Beep HTB Writeup
Hi Everyone, happy Sunday. I solved the easy level machine on HTB and by far I feel it was the easiest one.
Started by scanning all TCP ports and services using nmap.
Following points taken from the scanning output:
- The OpenSSH version that is running on port 22 is pretty old so checking searchsploit to see if any critical vulnerabilities are associated with this version.
- Ports 25, 110, 143, 995 are running mail protocols for that finding a valid email address to further enumerate these services will be a good starting point. Port 4190 running Cyrus timsieved 2.3.7 seems to be associated to imapd.
- Port 111 is running RPCbind. The port 878 running the status service is associated to this.
- Ports 80, 443 and 10000 are running web servers. Port 80 seems to redirect to port 443.
- Port 3306 is running MySQL database. There is a lot of enumeration potential for this service.
- Port 4559 is running HylaFAX 4.3.10.
- Port 5038 is running running Asterisk Call Manager 1.1. Again, we’ll have to check the version number to see if it is associated with any critical exploits.
- I’m not sure what the upnotifyp service on port 4445 does.
Although the machine was easy but there were too many rabbit holes.
Started by browsing the port 80 where elastix service was running.
The searchsploit showed two interesting exploits : remote code execution and local file inclusion.

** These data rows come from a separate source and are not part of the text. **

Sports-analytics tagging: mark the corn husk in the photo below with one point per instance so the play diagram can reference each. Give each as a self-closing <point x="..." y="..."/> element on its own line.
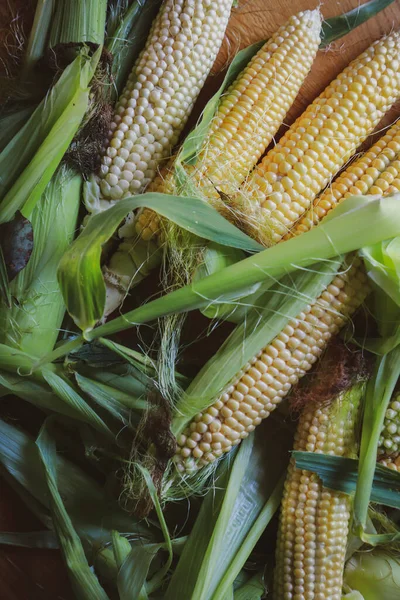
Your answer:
<point x="231" y="520"/>
<point x="374" y="575"/>
<point x="31" y="158"/>
<point x="357" y="222"/>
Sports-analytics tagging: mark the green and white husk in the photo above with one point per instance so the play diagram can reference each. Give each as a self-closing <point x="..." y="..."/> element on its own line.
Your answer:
<point x="374" y="575"/>
<point x="128" y="35"/>
<point x="332" y="29"/>
<point x="32" y="323"/>
<point x="348" y="228"/>
<point x="78" y="21"/>
<point x="236" y="510"/>
<point x="92" y="513"/>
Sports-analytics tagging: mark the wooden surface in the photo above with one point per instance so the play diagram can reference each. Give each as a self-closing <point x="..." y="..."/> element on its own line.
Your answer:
<point x="39" y="575"/>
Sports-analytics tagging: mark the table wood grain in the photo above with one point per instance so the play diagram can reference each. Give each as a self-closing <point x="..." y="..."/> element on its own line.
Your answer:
<point x="40" y="575"/>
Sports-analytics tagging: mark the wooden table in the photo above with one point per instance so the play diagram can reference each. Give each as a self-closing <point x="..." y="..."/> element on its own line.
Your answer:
<point x="40" y="575"/>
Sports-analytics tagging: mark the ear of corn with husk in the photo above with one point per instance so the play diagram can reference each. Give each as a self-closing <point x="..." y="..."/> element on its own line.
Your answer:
<point x="248" y="116"/>
<point x="153" y="108"/>
<point x="314" y="520"/>
<point x="320" y="142"/>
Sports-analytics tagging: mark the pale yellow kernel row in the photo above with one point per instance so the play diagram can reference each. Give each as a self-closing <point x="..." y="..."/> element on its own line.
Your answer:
<point x="314" y="521"/>
<point x="375" y="172"/>
<point x="320" y="142"/>
<point x="267" y="379"/>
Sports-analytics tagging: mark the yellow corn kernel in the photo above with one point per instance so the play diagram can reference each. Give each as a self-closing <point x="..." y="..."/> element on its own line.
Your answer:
<point x="160" y="93"/>
<point x="314" y="521"/>
<point x="283" y="186"/>
<point x="267" y="379"/>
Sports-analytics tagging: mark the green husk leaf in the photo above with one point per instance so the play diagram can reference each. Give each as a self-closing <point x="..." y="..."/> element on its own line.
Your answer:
<point x="159" y="577"/>
<point x="336" y="27"/>
<point x="5" y="295"/>
<point x="11" y="123"/>
<point x="34" y="317"/>
<point x="38" y="34"/>
<point x="383" y="267"/>
<point x="378" y="394"/>
<point x="78" y="22"/>
<point x="216" y="258"/>
<point x="194" y="141"/>
<point x="232" y="518"/>
<point x="129" y="37"/>
<point x="281" y="303"/>
<point x="36" y="393"/>
<point x="30" y="539"/>
<point x="332" y="29"/>
<point x="93" y="513"/>
<point x="121" y="548"/>
<point x="66" y="392"/>
<point x="349" y="228"/>
<point x="81" y="263"/>
<point x="117" y="403"/>
<point x="341" y="474"/>
<point x="134" y="570"/>
<point x="83" y="579"/>
<point x="31" y="158"/>
<point x="375" y="575"/>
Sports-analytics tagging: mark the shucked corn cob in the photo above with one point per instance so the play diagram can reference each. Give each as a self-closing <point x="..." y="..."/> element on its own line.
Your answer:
<point x="378" y="172"/>
<point x="181" y="48"/>
<point x="389" y="443"/>
<point x="323" y="138"/>
<point x="267" y="379"/>
<point x="249" y="115"/>
<point x="375" y="172"/>
<point x="314" y="521"/>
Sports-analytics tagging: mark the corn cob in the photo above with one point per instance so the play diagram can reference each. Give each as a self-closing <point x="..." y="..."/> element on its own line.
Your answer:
<point x="314" y="521"/>
<point x="389" y="442"/>
<point x="323" y="138"/>
<point x="383" y="158"/>
<point x="181" y="48"/>
<point x="267" y="379"/>
<point x="249" y="115"/>
<point x="375" y="172"/>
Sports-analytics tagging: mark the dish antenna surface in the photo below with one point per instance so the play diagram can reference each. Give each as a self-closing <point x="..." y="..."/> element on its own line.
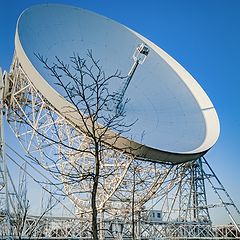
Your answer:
<point x="177" y="117"/>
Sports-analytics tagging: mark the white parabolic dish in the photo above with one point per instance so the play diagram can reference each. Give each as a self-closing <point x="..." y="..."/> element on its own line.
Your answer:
<point x="177" y="117"/>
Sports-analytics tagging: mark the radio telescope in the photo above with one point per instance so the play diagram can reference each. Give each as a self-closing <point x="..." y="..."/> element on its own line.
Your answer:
<point x="176" y="121"/>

Browsed through the below path which was found in the ‘graph.php’ local file inclusion exploit where interesting sensitive credentials combinations were found.
As port 22 SSH was open so tried by accessing with admin user but the password combination didn't work.
Then decided to traverse to /etc/passwd which showed different users on the target server.
Tried the root password combination and glad it did work.
Let’s do a root dance and thanks for reading.